Tampaknya Efa sedang hanyut dalam gelora rindu pada kakeknya. 


Tapi kupikir, ada hal lain yang lebih urgen. Maka segera kubuka pertanyaan lanjutan pada Farsi dan Ardan.

“Lalu siapakah sosok perempuan, yang menghalangi Arif untuk sukses ?” Tanyaku.


Farsi tertunduk, lalu dengan serius dia balik bertanya. 

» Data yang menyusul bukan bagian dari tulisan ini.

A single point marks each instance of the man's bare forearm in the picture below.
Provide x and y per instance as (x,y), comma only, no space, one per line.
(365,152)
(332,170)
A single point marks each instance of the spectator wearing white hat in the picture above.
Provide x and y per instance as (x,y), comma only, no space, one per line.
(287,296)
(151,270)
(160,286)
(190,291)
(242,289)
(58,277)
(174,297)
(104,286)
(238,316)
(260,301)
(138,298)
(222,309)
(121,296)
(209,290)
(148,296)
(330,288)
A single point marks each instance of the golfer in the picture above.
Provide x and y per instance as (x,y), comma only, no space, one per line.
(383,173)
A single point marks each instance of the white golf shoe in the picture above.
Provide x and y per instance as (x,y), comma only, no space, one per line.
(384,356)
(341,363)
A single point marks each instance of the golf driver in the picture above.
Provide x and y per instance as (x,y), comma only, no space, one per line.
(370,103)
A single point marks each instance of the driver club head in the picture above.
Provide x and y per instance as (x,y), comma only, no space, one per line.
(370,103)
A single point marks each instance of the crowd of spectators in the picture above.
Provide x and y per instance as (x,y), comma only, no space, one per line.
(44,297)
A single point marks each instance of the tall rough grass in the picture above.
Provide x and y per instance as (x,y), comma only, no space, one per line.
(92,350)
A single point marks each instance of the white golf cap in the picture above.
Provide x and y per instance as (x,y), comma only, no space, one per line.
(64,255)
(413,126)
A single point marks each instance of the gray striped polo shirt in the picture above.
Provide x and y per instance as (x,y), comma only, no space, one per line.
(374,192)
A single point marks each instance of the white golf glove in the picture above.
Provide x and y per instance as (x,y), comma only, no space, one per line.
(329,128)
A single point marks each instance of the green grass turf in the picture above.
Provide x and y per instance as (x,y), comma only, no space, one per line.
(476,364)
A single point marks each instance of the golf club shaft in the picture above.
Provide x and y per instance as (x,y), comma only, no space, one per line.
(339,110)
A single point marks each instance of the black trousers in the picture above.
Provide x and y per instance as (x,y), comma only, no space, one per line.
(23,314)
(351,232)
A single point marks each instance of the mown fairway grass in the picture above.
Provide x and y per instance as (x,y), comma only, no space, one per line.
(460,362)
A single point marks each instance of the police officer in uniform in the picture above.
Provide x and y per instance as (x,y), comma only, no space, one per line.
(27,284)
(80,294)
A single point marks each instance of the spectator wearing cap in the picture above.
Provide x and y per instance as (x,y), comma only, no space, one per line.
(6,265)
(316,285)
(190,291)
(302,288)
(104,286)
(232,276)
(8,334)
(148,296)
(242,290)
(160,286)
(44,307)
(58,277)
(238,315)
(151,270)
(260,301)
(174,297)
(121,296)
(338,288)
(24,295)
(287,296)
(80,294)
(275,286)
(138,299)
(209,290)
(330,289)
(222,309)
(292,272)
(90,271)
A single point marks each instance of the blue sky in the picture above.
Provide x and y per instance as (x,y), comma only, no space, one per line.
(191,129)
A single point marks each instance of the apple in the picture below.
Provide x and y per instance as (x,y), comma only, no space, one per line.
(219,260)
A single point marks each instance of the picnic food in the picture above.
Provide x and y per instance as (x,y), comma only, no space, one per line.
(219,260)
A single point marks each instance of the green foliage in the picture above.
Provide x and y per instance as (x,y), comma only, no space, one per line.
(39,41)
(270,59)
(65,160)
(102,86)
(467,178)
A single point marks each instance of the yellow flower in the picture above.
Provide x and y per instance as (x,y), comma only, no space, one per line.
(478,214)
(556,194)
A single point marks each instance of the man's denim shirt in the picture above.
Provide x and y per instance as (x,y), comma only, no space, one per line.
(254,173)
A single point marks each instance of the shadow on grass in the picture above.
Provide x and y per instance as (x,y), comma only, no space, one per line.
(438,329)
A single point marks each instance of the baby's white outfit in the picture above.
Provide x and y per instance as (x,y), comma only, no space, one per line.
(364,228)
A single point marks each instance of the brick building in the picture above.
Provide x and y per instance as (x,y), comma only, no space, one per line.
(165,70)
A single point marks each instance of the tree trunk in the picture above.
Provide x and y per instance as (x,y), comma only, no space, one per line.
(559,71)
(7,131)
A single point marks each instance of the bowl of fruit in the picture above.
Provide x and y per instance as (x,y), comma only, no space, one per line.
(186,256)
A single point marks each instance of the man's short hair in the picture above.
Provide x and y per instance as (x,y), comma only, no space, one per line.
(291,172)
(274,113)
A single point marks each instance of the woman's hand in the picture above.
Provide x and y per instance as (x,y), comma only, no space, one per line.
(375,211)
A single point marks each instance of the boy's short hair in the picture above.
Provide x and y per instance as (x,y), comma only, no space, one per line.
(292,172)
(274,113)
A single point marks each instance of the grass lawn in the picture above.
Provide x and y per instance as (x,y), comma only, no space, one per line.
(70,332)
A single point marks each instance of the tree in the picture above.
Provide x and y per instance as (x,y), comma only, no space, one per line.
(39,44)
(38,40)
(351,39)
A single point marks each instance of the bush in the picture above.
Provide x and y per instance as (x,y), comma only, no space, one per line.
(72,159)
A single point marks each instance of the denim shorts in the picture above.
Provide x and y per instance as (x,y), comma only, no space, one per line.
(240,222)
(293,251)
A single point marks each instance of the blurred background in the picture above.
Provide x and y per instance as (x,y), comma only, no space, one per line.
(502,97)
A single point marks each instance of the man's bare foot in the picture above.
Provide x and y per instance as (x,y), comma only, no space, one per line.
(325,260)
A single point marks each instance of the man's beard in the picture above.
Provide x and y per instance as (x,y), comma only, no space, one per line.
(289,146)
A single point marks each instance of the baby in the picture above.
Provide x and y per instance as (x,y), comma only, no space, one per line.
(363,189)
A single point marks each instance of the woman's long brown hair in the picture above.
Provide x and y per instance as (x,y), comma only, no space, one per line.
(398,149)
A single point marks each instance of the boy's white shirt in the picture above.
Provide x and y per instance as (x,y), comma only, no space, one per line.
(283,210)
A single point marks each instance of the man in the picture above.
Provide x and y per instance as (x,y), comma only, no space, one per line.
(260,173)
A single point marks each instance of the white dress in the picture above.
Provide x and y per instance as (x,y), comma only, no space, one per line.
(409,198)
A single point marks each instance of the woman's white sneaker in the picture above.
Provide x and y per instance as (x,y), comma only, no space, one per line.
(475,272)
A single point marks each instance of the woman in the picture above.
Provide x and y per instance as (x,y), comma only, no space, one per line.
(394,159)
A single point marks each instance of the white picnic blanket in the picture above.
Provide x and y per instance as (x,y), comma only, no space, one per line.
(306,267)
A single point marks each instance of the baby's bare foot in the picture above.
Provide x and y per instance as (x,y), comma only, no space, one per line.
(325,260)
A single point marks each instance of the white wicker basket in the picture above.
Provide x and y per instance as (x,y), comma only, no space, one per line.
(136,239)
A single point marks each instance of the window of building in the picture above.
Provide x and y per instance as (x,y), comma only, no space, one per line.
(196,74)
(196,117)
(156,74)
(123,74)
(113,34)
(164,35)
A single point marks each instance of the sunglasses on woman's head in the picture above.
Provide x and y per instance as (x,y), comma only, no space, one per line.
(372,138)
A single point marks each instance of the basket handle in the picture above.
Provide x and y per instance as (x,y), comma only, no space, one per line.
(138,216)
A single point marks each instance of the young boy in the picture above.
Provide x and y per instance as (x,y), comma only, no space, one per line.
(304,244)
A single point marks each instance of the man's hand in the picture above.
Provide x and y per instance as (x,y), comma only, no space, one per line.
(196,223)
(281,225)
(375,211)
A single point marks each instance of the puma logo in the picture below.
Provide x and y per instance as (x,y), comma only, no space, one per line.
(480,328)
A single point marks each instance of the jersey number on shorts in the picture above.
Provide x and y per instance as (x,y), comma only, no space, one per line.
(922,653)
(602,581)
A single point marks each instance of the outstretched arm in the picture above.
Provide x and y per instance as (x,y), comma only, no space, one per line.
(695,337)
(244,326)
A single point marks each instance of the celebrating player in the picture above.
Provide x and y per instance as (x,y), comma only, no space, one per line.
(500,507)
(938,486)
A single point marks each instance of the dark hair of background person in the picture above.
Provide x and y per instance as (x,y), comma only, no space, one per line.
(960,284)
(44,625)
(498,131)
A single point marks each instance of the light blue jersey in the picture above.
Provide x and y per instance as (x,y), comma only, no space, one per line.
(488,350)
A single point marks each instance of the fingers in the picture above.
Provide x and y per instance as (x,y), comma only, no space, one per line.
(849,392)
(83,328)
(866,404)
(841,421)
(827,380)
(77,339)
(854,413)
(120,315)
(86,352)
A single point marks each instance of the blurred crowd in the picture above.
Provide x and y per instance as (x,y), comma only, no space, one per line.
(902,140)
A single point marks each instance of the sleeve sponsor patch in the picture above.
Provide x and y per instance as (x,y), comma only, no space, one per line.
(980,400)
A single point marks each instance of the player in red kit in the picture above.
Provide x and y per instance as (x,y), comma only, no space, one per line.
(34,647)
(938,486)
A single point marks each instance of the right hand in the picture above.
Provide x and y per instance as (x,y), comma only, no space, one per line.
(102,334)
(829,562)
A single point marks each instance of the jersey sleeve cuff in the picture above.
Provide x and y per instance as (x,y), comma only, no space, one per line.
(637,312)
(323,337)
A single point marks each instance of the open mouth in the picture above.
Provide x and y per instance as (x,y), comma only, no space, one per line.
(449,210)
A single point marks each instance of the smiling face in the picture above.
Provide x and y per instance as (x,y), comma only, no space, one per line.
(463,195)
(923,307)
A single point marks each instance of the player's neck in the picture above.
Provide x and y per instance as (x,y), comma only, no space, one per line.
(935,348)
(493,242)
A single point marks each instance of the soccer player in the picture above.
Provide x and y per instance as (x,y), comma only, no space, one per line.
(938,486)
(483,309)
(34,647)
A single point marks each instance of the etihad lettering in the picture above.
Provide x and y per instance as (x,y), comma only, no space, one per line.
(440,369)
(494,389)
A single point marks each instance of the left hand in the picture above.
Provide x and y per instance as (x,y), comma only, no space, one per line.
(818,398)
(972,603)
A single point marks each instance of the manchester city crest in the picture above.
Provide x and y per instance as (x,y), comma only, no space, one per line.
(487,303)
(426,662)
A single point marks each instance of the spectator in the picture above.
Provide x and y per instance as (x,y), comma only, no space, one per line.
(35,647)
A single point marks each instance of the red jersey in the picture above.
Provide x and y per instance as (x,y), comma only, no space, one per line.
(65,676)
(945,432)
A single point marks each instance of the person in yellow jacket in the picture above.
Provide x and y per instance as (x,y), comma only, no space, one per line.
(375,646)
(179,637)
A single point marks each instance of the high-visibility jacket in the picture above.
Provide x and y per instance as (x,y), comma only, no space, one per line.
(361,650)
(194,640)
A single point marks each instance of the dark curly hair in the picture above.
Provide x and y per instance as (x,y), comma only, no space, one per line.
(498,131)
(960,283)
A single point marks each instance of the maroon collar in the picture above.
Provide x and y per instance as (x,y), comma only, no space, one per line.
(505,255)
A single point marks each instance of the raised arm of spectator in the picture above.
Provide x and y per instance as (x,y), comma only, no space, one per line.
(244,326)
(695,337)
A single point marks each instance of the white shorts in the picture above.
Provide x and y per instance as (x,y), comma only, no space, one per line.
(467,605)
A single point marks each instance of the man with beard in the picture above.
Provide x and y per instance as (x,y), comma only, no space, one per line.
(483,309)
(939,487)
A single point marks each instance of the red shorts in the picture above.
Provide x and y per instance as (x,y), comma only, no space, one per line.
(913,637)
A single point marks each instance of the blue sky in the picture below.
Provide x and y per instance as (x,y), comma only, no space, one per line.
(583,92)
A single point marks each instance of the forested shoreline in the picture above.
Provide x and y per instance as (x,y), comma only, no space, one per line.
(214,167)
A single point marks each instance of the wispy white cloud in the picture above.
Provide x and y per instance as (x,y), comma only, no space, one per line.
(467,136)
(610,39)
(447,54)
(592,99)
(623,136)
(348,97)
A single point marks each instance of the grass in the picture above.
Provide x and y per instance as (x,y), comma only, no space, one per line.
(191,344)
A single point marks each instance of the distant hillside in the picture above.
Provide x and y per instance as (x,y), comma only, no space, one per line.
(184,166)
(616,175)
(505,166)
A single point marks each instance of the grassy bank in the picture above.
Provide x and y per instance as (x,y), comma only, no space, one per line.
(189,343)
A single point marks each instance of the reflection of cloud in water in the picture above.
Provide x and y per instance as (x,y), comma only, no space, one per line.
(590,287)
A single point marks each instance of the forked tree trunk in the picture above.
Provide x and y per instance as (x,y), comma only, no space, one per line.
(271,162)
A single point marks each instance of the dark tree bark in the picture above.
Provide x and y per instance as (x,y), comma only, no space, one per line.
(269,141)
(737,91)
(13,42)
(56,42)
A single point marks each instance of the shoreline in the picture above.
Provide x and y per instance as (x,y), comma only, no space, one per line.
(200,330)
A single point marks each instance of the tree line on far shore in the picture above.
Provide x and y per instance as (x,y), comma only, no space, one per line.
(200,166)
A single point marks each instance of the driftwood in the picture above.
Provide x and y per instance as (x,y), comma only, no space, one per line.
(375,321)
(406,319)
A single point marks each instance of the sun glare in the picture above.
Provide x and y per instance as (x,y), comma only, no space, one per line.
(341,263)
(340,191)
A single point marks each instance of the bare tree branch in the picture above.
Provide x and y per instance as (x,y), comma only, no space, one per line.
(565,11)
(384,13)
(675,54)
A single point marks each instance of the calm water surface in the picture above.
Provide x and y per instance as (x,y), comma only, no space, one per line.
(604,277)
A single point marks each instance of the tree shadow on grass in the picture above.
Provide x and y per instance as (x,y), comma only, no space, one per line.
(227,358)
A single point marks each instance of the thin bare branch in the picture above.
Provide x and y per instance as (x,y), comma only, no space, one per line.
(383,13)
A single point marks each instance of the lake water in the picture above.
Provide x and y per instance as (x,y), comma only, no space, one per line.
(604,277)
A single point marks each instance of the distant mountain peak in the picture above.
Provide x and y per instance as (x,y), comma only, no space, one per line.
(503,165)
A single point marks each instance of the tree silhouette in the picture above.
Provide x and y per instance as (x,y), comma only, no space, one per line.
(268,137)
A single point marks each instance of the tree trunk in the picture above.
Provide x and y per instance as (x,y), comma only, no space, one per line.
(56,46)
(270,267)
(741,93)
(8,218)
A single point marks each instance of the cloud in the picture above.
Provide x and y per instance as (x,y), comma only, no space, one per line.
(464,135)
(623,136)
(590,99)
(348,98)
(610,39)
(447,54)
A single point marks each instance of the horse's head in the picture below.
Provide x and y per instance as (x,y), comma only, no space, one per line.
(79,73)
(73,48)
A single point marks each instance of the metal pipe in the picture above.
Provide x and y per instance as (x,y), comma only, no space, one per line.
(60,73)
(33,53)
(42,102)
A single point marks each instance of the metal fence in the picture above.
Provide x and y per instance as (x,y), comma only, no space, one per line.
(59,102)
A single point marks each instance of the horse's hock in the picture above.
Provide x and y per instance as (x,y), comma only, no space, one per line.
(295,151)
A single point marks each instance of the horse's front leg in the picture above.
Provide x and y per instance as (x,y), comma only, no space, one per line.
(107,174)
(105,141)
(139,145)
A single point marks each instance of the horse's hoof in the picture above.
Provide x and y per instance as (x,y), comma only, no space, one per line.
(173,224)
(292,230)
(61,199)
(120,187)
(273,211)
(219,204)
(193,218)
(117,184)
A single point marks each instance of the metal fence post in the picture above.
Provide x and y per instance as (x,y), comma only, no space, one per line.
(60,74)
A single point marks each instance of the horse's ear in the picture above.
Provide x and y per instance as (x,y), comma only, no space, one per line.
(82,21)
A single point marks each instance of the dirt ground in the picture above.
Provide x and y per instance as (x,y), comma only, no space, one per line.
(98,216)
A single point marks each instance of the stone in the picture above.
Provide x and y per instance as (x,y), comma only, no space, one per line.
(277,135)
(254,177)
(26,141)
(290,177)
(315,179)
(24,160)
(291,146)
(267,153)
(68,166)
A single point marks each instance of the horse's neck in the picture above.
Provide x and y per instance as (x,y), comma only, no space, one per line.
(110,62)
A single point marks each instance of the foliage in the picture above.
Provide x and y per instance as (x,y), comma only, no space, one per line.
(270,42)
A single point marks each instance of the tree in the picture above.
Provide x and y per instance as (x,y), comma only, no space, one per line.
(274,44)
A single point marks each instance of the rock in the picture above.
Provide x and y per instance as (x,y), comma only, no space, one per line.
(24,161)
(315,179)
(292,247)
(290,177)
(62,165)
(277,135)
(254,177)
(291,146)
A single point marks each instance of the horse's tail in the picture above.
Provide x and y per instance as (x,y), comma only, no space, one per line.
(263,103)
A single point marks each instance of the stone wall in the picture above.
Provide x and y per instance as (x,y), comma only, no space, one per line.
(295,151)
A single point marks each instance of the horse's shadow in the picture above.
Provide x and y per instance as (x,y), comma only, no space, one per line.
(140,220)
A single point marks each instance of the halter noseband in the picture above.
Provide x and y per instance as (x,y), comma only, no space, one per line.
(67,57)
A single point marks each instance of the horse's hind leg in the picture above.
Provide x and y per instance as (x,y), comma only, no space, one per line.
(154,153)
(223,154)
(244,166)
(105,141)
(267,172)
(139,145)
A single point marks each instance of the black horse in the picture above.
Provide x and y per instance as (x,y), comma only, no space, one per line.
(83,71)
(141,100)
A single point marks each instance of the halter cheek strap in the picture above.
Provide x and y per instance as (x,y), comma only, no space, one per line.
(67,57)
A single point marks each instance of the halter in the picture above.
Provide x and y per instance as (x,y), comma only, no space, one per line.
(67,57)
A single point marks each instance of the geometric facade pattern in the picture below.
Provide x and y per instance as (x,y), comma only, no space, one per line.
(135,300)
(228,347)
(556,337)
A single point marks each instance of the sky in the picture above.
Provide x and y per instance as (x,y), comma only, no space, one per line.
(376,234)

“ Ada sebuah pusaka. Apakah ada yang menyimpan pusaka di kalangan keluarga Bu Efa ?”


" Pusaka yaaa …, bentuknya apa? Keris kah atau apa ?” Efa terlihat bingung …


“Disebut keris terlalu kecil, disebut kujang juga bukan. Bentuknya begini ...” Farsi menggerakan telunjuknya untuk menggambarkan pada kami. “Seperti apa yaaa … koq saya melihatnya seperti telinga gitu."

Farsi dan Ardan saling tatap, lalu keduanya menarik nafas panjang sambil menunduk.

“Dari luar terlihat seperti pusaka yang baik, tapi dalamnya hiiih menipu.” Farsi memberi isyarat seperti jari mencakar.


Hening, 

Mata efa menerawang sebuah masa … Ketika nenek dan kakeknya membuka sedikit demi sedikit rahasia keluarga. Rahasia titipan para leluhur.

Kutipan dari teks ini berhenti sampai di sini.